Nevertheless, I know people who advocate using chatbots for early drafts of formulaic things like work e-mails and formal proposals. That’s fine, I suppose, but only for the sorts of things where one might just as well find some boilerplate example on-line and use that as a starting place. For anything more original, there’s a real danger in letting a chatbot guide early writing.

Decades ago, when applying for a teaching job, I wrote this:

It is common for students, after having turned in an assignment which woefully misses the mark, to say that they understand everything up in their head and that it’s only that their understanding didn’t show up in their writing. Sometimes this may be so; perhaps they were distracted while trying to write the paper, and under different circumstances they could have done better. More often, their excuses are disingenuous. The fact that they are unable to express themselves on the topic is a sign that they really don’t understand. Their subjective certainty that they understand is different from real understanding.
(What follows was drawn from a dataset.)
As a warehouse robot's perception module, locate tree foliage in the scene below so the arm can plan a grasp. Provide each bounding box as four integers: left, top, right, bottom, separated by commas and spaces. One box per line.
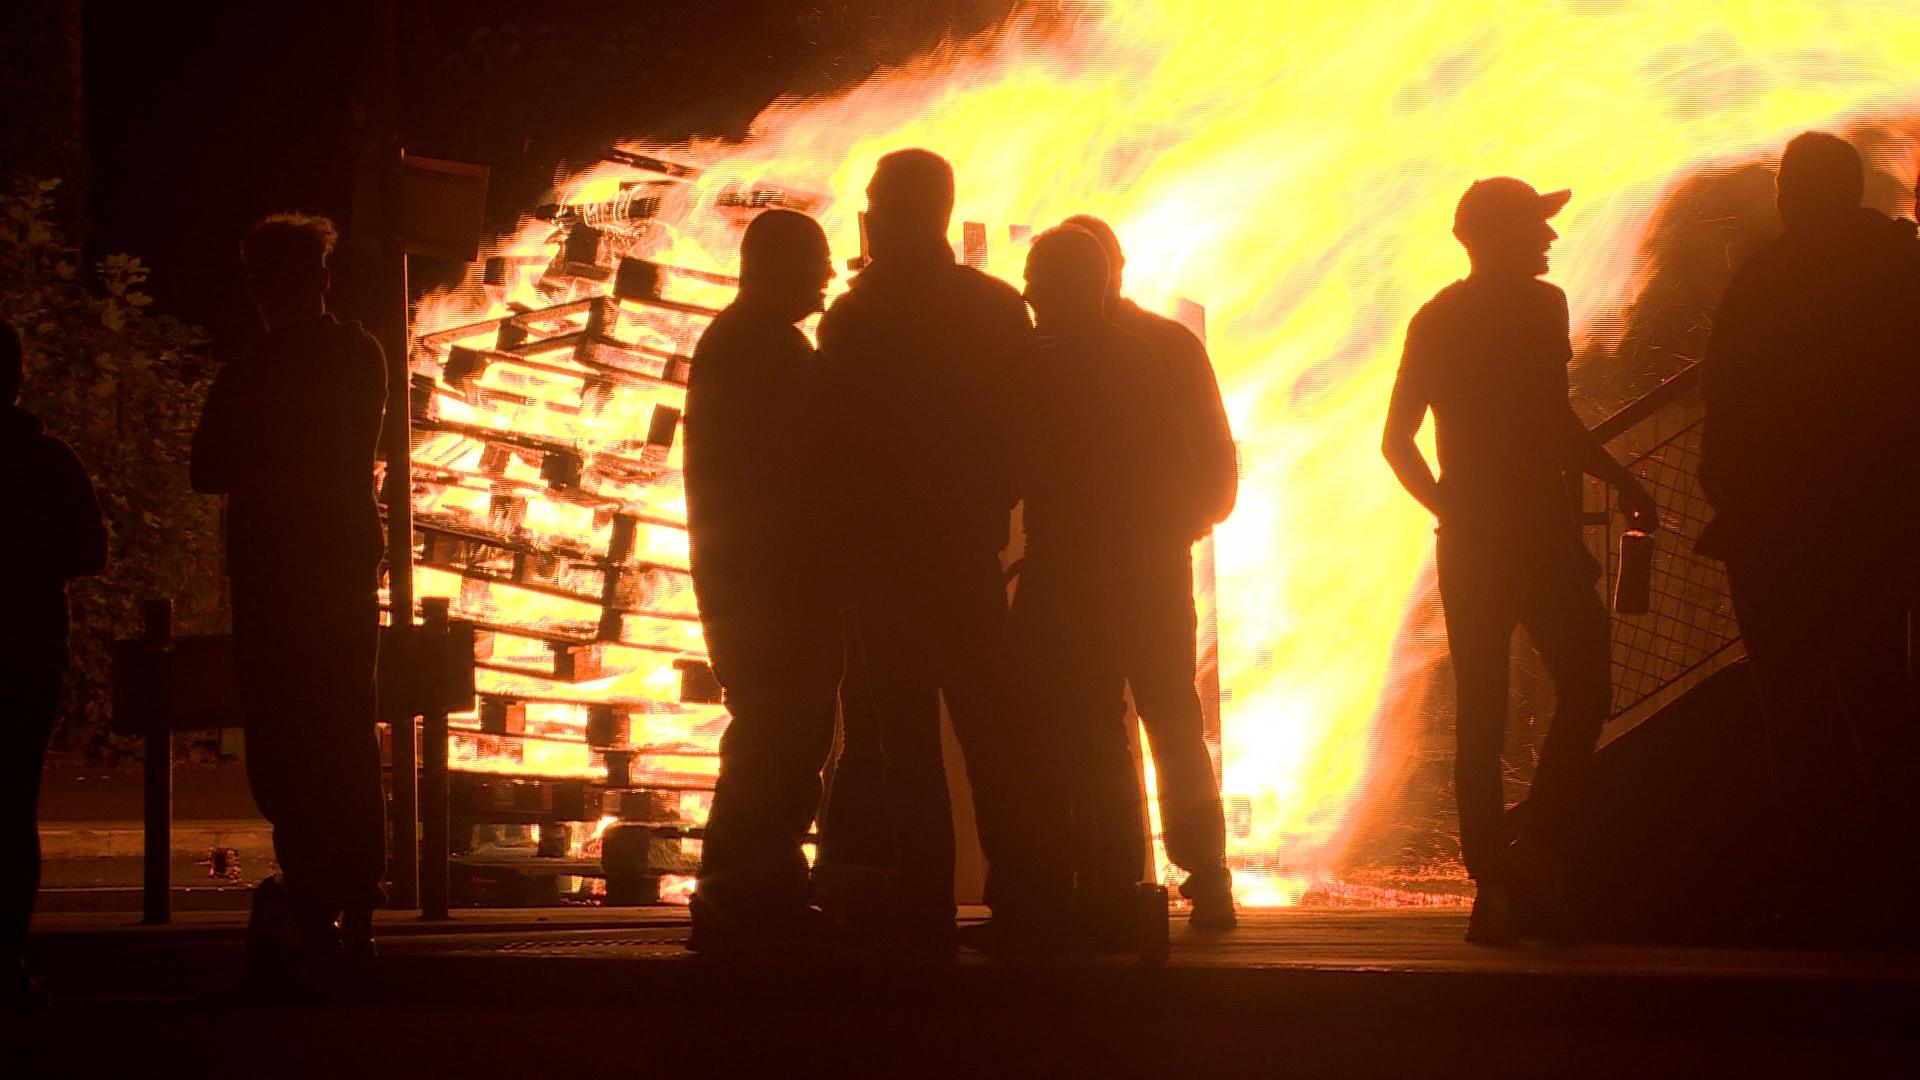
1, 177, 221, 759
I offer this observation because it shows that trying to write on a topic is an important way to discern whether or not we really understand it. Often enough, we begin with a murky understanding and only achieve clarity in the course of setting our ideas down in words. For that reason, learning to write is tantamount to learning to think.

It’s a bit wordy, but I still think it’s true. And the point is even more pressing when the question is one where several reasonable answers are possible. Writing through a complicated topic is tantamount to thinking it through. The answer one ends up with— what one ends up believing— will be shaped by the argument one constructs. Outsourcing the writing is outsourcing the thinking.
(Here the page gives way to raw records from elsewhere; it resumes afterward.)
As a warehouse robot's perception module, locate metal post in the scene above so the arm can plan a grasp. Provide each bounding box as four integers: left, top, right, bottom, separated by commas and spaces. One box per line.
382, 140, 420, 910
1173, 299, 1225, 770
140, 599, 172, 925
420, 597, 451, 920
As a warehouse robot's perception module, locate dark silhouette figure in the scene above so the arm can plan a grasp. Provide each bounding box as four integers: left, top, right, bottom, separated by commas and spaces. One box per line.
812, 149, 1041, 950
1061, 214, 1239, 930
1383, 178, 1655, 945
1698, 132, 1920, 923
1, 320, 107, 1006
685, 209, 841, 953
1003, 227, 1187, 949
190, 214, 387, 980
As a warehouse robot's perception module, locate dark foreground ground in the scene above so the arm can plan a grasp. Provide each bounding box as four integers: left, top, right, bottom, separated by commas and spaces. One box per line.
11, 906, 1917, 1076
As a counterpoint, one might cite Terrence Tao’s suggestion that a mathematician should be able to provide a proof-sketch to an AI so as to generate a LaTeX file for the resulting scholarly paper. Two important rejoinders: First, a key part of his suggestion is that AI should also generate a formalization of the proof which could be verified by an algorithm for checking proofs. That further algorithm would not be an LLM. Second, this is less tempting an offer in disciplines like philosophy. Outside of certain sub-disciplines, having a valid formal proof is not the primary thing one does in a philosophy paper. Even when it is part of what happens, there is crucial work in interpreting the terms of the formal proof so as to draw substantive conclusions. And many times the thesis of the paper itself changes in the course of fully articulating the argument for it.